Friday's meeting appears to be advisory in nature — a convening to share threat intelligence and align on risk awareness — rather than a regulatory action with binding compliance obligations. This distinction matters: without a formal enforcement mechanism, participation and follow-through depend entirely on voluntary cooperation among the attending institutions.

The meeting nonetheless carries practical weight. When a central bank calls the country's major lenders into a room over a specific AI product, it functions as an informal signal about supervisory expectations, even absent formal rules.

What the Financial Sector Has at Stake

Canadian financial institutions have moved quickly to integrate AI tools into core operations. The country's Big Six banks — including Royal Bank of Canada, TD Bank, Scotiabank, BMO, CIBC, and National Bank — have each announced or deployed AI initiatives in recent years, many involving third-party foundation models.

The concentration risk implicit in multiple systemically important institutions relying on the same underlying AI provider is a concern that financial stability bodies globally have begun to flag. The Financial Stability Board raised third-party AI concentration as a systemic risk factor in its 2024 annual report, and the European Central Bank has made similar observations about cloud and AI provider dependency in the eurozone banking sector.

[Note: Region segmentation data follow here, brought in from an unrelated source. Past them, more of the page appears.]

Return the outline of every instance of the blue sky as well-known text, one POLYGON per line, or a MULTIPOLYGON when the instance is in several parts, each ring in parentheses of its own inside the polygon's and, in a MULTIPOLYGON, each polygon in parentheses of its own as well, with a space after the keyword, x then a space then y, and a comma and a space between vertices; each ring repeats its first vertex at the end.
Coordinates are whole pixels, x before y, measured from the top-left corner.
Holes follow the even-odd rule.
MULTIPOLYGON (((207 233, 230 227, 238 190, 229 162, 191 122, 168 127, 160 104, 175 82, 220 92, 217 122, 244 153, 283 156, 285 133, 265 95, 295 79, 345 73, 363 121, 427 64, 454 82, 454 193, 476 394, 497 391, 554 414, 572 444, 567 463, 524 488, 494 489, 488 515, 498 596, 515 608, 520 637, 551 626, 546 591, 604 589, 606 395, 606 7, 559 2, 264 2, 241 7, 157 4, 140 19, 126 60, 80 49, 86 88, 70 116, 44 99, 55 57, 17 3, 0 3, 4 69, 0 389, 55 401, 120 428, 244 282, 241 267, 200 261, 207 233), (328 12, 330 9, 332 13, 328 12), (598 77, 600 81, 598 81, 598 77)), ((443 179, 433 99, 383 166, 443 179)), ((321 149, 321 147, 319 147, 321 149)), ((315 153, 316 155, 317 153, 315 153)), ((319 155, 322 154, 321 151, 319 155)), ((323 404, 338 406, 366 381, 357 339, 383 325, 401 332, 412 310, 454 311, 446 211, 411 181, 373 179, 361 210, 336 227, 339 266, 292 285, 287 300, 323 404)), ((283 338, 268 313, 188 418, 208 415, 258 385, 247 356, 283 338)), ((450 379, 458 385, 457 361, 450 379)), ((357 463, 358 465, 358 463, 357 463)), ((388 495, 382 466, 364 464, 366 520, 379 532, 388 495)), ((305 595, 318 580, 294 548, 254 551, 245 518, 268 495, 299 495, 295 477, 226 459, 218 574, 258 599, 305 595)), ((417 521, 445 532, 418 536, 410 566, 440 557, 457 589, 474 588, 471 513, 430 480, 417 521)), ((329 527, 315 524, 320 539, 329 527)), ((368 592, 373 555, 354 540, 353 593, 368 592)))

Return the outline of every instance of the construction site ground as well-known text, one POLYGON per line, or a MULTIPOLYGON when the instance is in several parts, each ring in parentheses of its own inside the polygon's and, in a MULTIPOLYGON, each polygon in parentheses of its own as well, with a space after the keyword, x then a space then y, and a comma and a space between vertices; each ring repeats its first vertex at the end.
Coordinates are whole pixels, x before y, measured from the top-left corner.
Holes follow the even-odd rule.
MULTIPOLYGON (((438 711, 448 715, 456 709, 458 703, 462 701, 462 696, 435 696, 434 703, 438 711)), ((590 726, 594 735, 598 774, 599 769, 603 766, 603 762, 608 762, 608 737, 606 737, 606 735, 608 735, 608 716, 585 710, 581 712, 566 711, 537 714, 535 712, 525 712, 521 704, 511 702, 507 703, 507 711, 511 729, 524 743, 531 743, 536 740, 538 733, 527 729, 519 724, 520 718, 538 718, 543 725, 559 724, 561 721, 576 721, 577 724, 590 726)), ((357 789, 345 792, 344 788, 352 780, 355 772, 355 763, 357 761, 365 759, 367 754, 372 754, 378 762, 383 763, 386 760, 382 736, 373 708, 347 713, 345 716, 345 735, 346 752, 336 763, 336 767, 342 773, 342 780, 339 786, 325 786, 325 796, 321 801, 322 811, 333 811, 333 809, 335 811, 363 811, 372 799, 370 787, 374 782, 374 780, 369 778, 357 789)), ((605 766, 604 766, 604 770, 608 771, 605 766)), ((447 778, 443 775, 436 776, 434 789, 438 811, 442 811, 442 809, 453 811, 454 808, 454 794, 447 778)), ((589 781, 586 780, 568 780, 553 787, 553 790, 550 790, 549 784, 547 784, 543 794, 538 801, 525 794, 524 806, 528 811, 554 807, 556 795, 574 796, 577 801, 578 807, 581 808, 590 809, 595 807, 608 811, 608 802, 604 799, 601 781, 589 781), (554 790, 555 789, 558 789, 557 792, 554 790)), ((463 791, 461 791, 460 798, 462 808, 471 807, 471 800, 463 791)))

For Anthropic, the meeting represents a new form of regulatory scrutiny — not of the company directly, but of the downstream risks its technology introduces into critical infrastructure. Anthropic has publicly positioned safety and reliability as core to its enterprise offering, and the company has previously engaged with policymakers in Washington and Brussels. Whether it participated in or was consulted ahead of Friday's Toronto meeting is not known.

What This Means

Canada's financial regulators are treating frontier AI models as a systemic risk category that warrants coordinated sector-wide attention — and institutions deploying these tools should expect formal guidance, and potentially binding requirements, to follow in the near term.